Fish farmed using RAS technology appear to be more robust when they are transferred to sea cages, as well as having more predictable survival and growth rates. It will be important to test this hypothesis systematically and find the direct causes for the results.
This research centre uses waste heat from Sunndal Energi and Hydro Aluminium Sunndal to heat the water, building and air.
Nofima is also studying how nutrients in the water can be recycled and used in other contexts, such as soil improvement. Nofima scientists recently published a report on this important field.
The industry sees research requirement
“You will have enough to do at this research centre,” say Klemet Steen from Lerøy Seafood Group and Ole Kristian Wilmann from Marine Harvest, both of whom have operational responsibility for RAS plants.
“There is a lot we have experienced that functions better using RAS technology instead of flow-through technology, but know little about the reasons,” says Steen. “There is a need to clarify certain threshold values. For instance we know little about how much waste feed the biofilters can endure.”
The centre is built to be flexible with the possibility to easily replace technology to enable research on future RAS-related challenges.

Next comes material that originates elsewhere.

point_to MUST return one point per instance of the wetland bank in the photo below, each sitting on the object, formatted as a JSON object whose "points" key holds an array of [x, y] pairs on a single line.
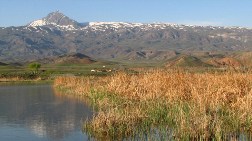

Wilmann welcomes research that can clarify the potential of the various recirculation systems.
“We are also interested in cost-effective and rational methods for the regulation of water parameters in the process from roe to smoltified salmon,” says Wilmann.
Nofima is already well underway with research at the centre, and the industry has reason to expect useful results.
Local community effort
Several have stood side by side Nofima to build the recirculation centre.
“Without Sunndal Municipal Council, Møre og Romsdal County Council and Sunndal Næringsselskap, the research centre at Sunndalsøra would not have been a reality,” says Fylling-Jensen. “We would also like to express sincere thanks to Sunndal Energi and Enova for supply of waste heat and to the contractors, consultants, suppliers and research partners who have been involved.”